I defend impact-based accounts of institutional racism against the criticism that they are over-inclusive. If having a negative impact on non-whites suffices to make an institution racist, too many institutions (including institutions whose affirmative action policies inadvertently harm their intended beneficiaries) would count as racist. To address this challenge, I consider a further necessary condition for these institutions to count as racist—they must stand in a particular relation to racist ideology. I argue that, on the impact-based model, institutions are racist if they have a negative racial impact AND this impact is legitimized by racist ideology.

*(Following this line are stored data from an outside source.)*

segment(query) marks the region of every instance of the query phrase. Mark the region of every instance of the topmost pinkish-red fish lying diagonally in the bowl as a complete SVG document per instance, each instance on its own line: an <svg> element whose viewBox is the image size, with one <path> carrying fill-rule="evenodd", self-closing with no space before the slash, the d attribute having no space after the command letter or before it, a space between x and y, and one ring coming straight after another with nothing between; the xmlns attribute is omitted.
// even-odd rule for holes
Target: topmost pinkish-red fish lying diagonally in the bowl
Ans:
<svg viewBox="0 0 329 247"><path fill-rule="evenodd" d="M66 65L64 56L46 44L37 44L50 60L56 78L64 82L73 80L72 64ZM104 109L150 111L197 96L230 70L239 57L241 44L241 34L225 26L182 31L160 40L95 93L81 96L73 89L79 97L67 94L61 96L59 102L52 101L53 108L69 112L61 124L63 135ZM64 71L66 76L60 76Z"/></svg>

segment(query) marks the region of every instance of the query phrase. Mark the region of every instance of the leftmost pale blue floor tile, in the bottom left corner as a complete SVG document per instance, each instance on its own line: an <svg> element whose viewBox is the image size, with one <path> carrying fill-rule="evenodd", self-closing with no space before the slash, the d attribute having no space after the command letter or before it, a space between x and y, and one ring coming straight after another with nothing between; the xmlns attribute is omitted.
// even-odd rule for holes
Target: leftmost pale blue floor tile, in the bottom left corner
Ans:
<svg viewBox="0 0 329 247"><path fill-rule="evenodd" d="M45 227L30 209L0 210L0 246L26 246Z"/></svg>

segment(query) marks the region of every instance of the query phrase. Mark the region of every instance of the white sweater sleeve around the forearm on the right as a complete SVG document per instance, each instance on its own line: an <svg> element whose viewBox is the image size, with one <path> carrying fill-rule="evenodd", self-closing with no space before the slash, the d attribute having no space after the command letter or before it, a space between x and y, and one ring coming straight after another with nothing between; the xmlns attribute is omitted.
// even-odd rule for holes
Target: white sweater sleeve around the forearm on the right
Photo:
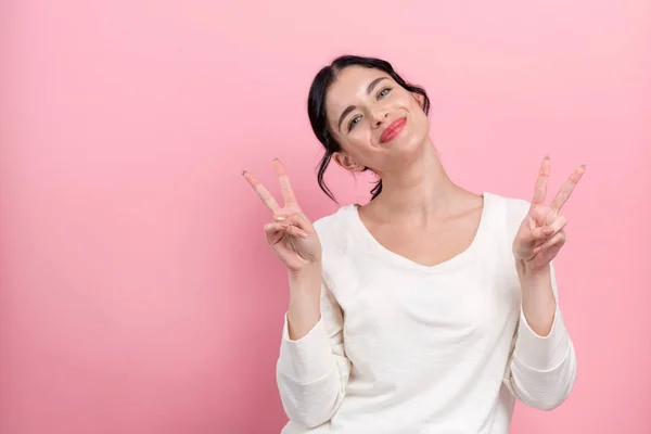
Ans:
<svg viewBox="0 0 651 434"><path fill-rule="evenodd" d="M570 395L576 376L576 356L559 309L553 264L551 280L557 310L550 333L537 335L521 308L510 360L511 392L523 404L540 410L560 406Z"/></svg>

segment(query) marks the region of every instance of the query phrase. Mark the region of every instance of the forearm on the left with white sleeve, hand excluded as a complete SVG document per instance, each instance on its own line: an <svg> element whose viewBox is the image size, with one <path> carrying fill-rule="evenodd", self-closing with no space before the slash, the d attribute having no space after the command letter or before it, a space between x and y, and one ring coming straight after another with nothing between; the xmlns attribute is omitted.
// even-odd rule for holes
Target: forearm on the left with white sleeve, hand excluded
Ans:
<svg viewBox="0 0 651 434"><path fill-rule="evenodd" d="M320 270L290 273L290 308L277 363L278 388L290 420L307 427L329 421L344 398L349 371L342 309Z"/></svg>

Racist ideologies limit social criticism of and collective action against institutions that have a negative racial impact, and in so doing, lend stability to systems of racial domination. 

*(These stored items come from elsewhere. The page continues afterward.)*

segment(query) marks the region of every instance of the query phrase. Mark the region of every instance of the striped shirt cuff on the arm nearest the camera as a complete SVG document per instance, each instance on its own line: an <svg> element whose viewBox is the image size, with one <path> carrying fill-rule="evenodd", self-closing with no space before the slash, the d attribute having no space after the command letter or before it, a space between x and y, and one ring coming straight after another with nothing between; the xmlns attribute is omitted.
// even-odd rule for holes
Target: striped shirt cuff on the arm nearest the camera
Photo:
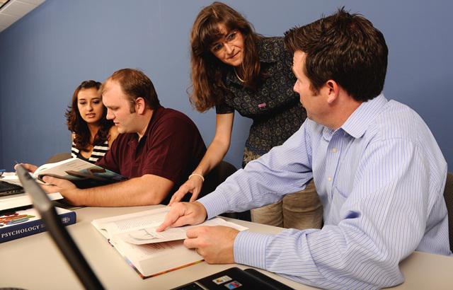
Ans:
<svg viewBox="0 0 453 290"><path fill-rule="evenodd" d="M270 235L240 231L234 240L234 262L266 269L266 245Z"/></svg>

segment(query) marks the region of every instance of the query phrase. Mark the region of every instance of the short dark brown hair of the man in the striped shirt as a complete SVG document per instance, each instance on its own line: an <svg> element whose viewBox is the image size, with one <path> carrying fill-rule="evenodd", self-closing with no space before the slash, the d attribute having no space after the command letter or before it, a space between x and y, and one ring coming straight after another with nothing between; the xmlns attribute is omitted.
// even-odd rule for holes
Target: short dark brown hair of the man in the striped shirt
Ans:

Racism: A Moral or Explanatory Concept?

 

Published in Ethical Theory and Moral Practice

Pre-print available here.

I argue that racism should not only be conceived as a moral concept whose main aim is to condemn severe wrongs in the domain of race. The paper advances a complementary interpretation of racism as an explanatory concept—one that plays a key role in explaining race-based social problems afflicting members of subordinate racialized groups. As an explanatory concept, the term “racism” is used to diagnose and highlight the causes of race-related social problems. The project of diagnosing race-based social problems contributes to the pragmatic anti-racist end of developing better political and policy strategies for solving these social problems. This social-philosophical project builds on and contributes to social-scientific approaches to the study of racism. It includes clarifying methodological (e.g. the debate between methodological individualism and holism) and ontological issues (e.g. the nature of “race”, “white supremacy”, “implicit bias”, “institutional racism”) that feature in social-scientific explanations of race-related social problems.

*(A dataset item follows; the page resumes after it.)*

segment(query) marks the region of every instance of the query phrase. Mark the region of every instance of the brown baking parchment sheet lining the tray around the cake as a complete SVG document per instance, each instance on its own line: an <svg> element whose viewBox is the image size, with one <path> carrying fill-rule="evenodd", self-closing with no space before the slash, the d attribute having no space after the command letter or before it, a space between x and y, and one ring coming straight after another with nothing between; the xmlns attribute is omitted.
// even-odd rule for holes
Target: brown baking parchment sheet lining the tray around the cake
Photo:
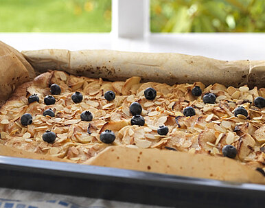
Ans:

Paper on Mariátegui and Mestizaje

Under review

Mestizaje occupies a privileged position in Latin American and Latinx philosophy. However, mestizaje has also been rightly criticized for its role in perpetuating racial and colonial oppression in Latin America and the Latinx diaspora. I identify three strategies adopted by Latinx philosophers who acknowledge these criticisms as valid. First, disentangling our preferred conception of mestizaje from the ideological conception of mestizaje that has been historically dominant (Gracia, Alcoff, Ortega, Pitts). Second, letting go of mestizaje altogether (Covarrubias-Cabeza). Third, identifying a conception of mestizaje that has not been historically dominant and can open the possibility of a mestizaje otherwise—one whose starting point is the denunciation of racial and colonial oppression (Nuccetelli). In this paper, I focus on the third strategy. After discarding Nuccetelli's proposal of Simon Bolivar's mestizaje model as a good candidate for a mestizaje otherwise, I examine whether José Carlos Mariátegui’s anti-colonial and indigenous-centric mestizaje model is a better alternative. Ultimately, I argue that Mariátegui’s mestizaje model is also unable to offer us a solid foundation to salvage mestizaje.

Work in Progress

How is Racism Systemic?

Analyzing Systems of Racial Oppression: Micro, Meso, and Macro Levels

Racism as an Explanatory Concept

Structural Explanations in Social Philosophy

Positional Interests and Structural Explanations of Oppression

Is Anti-Racism Moralistic?

Racial Apathy, Moral Ignorance, and Willful Ignorance

Mariátegui's Indo-American Socialism and the Problem of Racialized Solidarity

What (If Anything) Is Worth Saving from Latinidad?